Back and forth, my neck pivoted to follow the artist above. She swung and released, twirled and caught, arched and repeated, time after time opening her grip to go and then fastening it once more to stay. The gymnast knitted beauty and grace onto the bars of the trapeze.
Grasping. Going. Catching. Releasing. Each action necessary to the rhythm of her art.
I focused my gaze in on the grasp and release and then, on the release alone. There! The moment when she let go and hung, suspended in space, no -- flying in time -- before she grabbed hold again. That moment: a moment without.
I began to count them -- the number of moments without within her performance. She swung to the right, a moment without, back to the left -- another moment without. Back and forth, moment after moment after moment without. In fact, I realized her routine depended fully on such moments without in order to make her performance an offering.

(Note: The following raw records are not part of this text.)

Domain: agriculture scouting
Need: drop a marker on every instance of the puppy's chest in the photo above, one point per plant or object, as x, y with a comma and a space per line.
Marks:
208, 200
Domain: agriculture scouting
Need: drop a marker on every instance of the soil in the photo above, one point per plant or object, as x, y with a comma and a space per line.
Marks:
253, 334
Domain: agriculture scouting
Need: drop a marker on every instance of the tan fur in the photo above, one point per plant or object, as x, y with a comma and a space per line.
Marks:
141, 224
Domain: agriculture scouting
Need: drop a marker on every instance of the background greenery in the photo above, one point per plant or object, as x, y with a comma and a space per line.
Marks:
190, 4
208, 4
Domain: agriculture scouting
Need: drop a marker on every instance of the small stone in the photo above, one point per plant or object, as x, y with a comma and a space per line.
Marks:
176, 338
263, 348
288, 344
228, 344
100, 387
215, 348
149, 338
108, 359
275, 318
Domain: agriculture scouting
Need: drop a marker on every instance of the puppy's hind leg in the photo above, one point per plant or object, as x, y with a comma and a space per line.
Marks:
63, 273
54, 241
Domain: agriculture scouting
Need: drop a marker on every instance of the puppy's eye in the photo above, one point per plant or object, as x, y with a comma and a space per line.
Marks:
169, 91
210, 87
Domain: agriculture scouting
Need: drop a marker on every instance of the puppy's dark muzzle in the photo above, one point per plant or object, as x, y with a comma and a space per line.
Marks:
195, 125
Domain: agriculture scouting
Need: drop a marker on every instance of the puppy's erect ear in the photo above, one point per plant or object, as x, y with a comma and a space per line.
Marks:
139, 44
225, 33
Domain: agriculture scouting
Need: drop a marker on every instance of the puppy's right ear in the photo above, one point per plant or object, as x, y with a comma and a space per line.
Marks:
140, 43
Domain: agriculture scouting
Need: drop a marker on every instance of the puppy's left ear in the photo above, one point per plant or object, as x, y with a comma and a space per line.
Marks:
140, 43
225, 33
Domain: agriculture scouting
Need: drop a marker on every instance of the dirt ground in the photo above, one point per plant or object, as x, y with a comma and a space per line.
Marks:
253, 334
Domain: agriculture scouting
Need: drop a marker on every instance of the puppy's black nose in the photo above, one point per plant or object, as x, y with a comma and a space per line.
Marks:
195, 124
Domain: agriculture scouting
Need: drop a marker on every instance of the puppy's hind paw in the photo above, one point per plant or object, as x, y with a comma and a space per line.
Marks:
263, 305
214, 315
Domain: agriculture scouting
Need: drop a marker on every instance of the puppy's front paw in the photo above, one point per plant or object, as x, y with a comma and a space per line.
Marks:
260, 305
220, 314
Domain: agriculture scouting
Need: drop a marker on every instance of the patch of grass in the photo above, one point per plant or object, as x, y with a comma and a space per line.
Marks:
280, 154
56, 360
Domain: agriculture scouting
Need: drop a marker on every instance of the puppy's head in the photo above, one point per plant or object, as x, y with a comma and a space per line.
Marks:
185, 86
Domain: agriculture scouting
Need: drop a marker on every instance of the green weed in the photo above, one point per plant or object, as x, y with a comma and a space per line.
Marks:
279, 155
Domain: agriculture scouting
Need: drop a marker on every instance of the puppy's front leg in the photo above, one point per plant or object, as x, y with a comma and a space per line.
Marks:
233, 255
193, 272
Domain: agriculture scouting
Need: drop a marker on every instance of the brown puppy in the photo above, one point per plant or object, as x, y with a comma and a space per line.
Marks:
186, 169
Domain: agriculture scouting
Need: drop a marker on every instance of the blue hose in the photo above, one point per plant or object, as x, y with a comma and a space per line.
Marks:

Until I stopped to see, I hadn't realized. I'd assumed -- for oh, so long -- that the beauty of the act was the flow of the moments on the bar, stitched together in arching unison. But no, the beauty, the real beauty came in the moments without, staccatoed to punctuate the moments with. If there were no moments without, and if there were not as many moments without, there would be no daring presentation.
How like life! And how like me to miss the reality of how very knitted together moments with are with moments without. Day and night. Summer and winter. Youth and age. Life and death. Grasping and releasing. Holding on and letting go.
And so I turn my newly trained eye back to my span of years with its ongoing parentheses and ellipses, with its pauses and sighs, with its red lights and stop signs, with its sick days and cancelled appointments, with its white space and blank canvases. I squintingly reconsider my former conclusions of value and valuelessness.
I learn to recognize the essence and necessity of the moment without -- yes for what it brings to the moments with -- but also for what it is, and isn't, on its own.